7 lipca sąd zdecyduje o dalszym losie dzieci, a także o tym, czy Magdalena B., zostanie pozbawiona praw rodzicielskich.
Jak informuje "Fakt", w rozprawie mają uczestniczyć wszyscy ojcowie dzieci matki Kamilka. Wojciech J., który był wujkiem Kamilka i Fabianka. Mężczyzna jest ojcem dwójki najstarszych dzieci 35-latki. Pan Artur, a także Dawid B., który jest ojcem dwójki najmłodszych dzieci. Magdalena B., także będzie uczestniczyć w rozprawie. Podobnie jak kat Kamilka, zostanie doprowadzona do sądu z aresztu, w którym przebywa od kwietnia.

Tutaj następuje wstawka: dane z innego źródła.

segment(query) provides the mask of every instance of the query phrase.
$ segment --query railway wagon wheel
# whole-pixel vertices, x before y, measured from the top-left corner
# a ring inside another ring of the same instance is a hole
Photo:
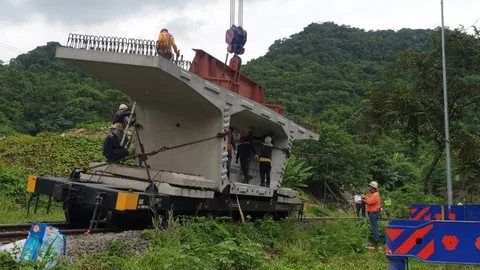
[[[86,205],[64,206],[66,221],[76,228],[88,228],[92,219],[93,209]]]
[[[151,226],[147,211],[115,211],[108,210],[106,214],[107,227],[111,229],[145,229]]]

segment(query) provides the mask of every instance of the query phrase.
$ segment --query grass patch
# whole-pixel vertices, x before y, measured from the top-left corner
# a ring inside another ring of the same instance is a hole
[[[383,253],[370,253],[366,222],[339,221],[301,229],[270,220],[237,223],[200,219],[168,229],[145,231],[149,246],[128,257],[124,246],[87,256],[58,269],[386,269]],[[474,266],[425,264],[411,260],[410,269],[478,269]]]
[[[21,205],[15,200],[6,197],[0,197],[0,205],[2,206],[0,207],[0,224],[65,220],[63,209],[58,205],[52,204],[49,214],[46,214],[45,202],[39,205],[37,214],[33,214],[33,205],[30,213],[27,214],[25,205]]]

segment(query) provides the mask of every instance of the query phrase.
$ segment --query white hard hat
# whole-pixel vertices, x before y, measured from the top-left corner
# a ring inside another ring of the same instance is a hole
[[[122,130],[123,129],[123,125],[120,124],[120,123],[116,123],[113,125],[113,129],[119,129],[119,130]]]
[[[125,105],[125,104],[120,104],[120,106],[118,106],[119,111],[123,111],[123,110],[126,110],[126,109],[128,109],[128,106]]]
[[[374,189],[378,189],[378,183],[375,182],[375,181],[372,181],[370,182],[370,184],[368,184],[370,187],[373,187]]]
[[[265,144],[268,144],[268,145],[272,144],[272,137],[270,136],[265,137]]]
[[[459,202],[457,205],[463,205],[463,203]]]

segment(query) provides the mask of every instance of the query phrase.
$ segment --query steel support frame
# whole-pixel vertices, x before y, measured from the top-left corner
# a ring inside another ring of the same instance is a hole
[[[128,192],[121,189],[106,188],[101,185],[95,185],[92,183],[79,183],[72,182],[66,179],[55,179],[48,177],[37,177],[37,185],[35,187],[35,193],[38,195],[53,196],[57,201],[63,200],[64,196],[55,196],[58,193],[59,188],[65,189],[65,186],[73,187],[77,190],[78,194],[75,195],[75,203],[79,205],[90,205],[95,207],[97,204],[98,194],[102,193],[102,207],[106,209],[115,210],[117,196],[119,192]],[[145,192],[136,192],[139,194],[139,202],[137,210],[129,211],[149,211],[147,206],[152,205],[152,198],[154,200],[154,209],[158,212],[164,212],[174,209],[175,212],[181,214],[198,213],[198,212],[218,212],[228,213],[238,211],[238,205],[235,195],[229,195],[228,197],[217,197],[213,199],[202,198],[188,198],[170,195],[151,196],[151,194]],[[292,211],[303,212],[303,203],[290,204],[279,203],[271,201],[268,198],[240,198],[240,206],[246,213],[280,213],[287,214]],[[128,212],[128,211],[127,211]]]
[[[407,257],[387,257],[388,258],[388,270],[407,270],[408,258]]]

- Zarówno Magdalena B., jak i Dawid B. formalnie mogą brać udział w tym posiedzeniu. Od ich inicjatywy będzie zależało, czy zechcą uczestniczyć. Z uwagi na skomplikowaną sytuację rodzinną dzieci, zapewne na jednym posiedzeniu sądu się nie skończy – przekazał w rozmowie z "Faktem" sędzia Dominik Bogacz, rzecznik Sądu Okręgowego w Częstochowie.

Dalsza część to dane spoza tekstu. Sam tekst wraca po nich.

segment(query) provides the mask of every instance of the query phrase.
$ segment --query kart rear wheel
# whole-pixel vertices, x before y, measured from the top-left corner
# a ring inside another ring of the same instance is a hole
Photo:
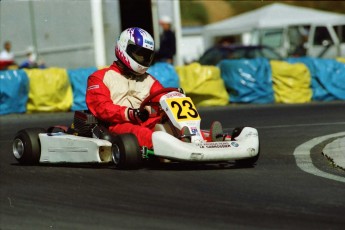
[[[38,164],[41,157],[39,133],[46,133],[43,128],[22,129],[17,132],[12,143],[13,155],[21,164]]]
[[[134,134],[127,133],[113,137],[112,159],[119,169],[137,169],[141,166],[142,155]]]

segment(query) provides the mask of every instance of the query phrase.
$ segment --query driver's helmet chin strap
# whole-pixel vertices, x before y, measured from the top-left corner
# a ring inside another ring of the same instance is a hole
[[[118,67],[120,67],[122,74],[131,80],[140,80],[147,76],[147,73],[144,74],[136,74],[133,70],[129,69],[125,64],[122,63],[120,59],[115,60],[115,63]]]

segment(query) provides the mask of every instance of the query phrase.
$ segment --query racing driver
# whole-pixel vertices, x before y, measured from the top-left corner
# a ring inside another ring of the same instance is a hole
[[[115,61],[89,76],[86,92],[88,109],[110,124],[110,132],[133,133],[140,146],[151,149],[152,132],[160,118],[150,118],[151,111],[138,108],[146,97],[163,88],[146,72],[153,56],[154,41],[147,31],[137,27],[124,30],[115,45]]]

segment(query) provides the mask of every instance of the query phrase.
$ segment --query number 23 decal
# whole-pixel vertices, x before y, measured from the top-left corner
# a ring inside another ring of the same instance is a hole
[[[189,98],[188,98],[189,99]],[[190,99],[183,99],[183,100],[174,100],[170,102],[171,108],[177,108],[177,113],[175,114],[178,120],[184,119],[200,119],[199,113],[196,111],[193,103]]]

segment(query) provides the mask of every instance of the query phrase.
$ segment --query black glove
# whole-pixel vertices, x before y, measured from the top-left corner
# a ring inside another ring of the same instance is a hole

Fabianek przebywa w domu dziecka
Przyrodnia siostra Fabianka, pani Magda, jeszcze przed pogrzebem Kamilka zapowiedziała, że zrobi wszystko, by jej malutki braciszek nie musiał dorastać w domu dziecka. Kobieta bez problemów może się widywać i kontaktować z bratem. Zapowiedziała, że jeśli jej ojcu nie uda się odzyskać praw rodzicielskich, postara się o adopcję braciszka. Jak przekazała w rozmowie z "Faktem", razem z ojcem liczą, że sąd przywróci władzę rodzicielską panu Arturowi, lub chociaż ureguluje jego kontakty z synkiem.
Niestety, odzyskanie praw rodzicielskich do Fabianka nie będzie proste, głównie ze względu na skomplikowaną sytuację życiową pana Artura.